Northern elephant seals sleep hundreds of meters below the sea surface, away from predators.
Researchers say that the mammals take two hours of "nap-like sleeping dives" every day. The findings of science are disseminated.
A non-invasive stick-on tag was developed by Jessica Kendall-Bar and her colleagues at UC Santa Cruz. This tag can be used to track and watch the brain activity of wild northern elephant seals that live off the coast of California. They went on hunting missions that lasted seven months and covered 6,200 miles, and they managed to find eight different wild species. They monitored the animals' brain activity as well as their heart rates, how they moved, and where their bodies were positioned. A researcher at Oxford University named Ritika Mukherji stated that "We came up with a scientific' signature for sleep' by studying their behavior and physiology for many years."

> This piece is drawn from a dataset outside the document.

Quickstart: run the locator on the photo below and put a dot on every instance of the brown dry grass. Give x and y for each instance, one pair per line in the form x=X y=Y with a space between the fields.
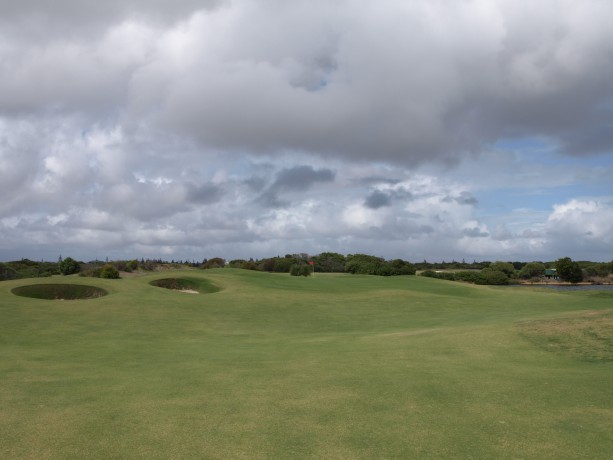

When they were deeper than 984 feet, seals would become sleepy and drop in what are called "sleep spirals" for a period of twenty minutes. "They look like falling leaves," Ms. Mukherji added. According to the primary researcher from UC Santa Cruz, Professor Terrie Williams, who was interviewed by BBC News, said, "I find it amazing that any mammal would fall asleep while floating hundreds of meters below the surface of the water."
"This is a deep sleep, the kind that leaves people unable to move and causes them to snore. Even when the seals' lungs are completely empty, their brains are able to force them to wake awake. Imagine you've fallen asleep at the bottom of a pool and you wake up there. That is rather unsettling. The "nap maps" that they created for seals imply that the locations where seals sleep may be just as essential as the locations where they hunt. According to Ms. Mukherji, "It shows us what their world looks like and helps us understand what they're doing and when they're doing it, so that we know how to stay out of their way."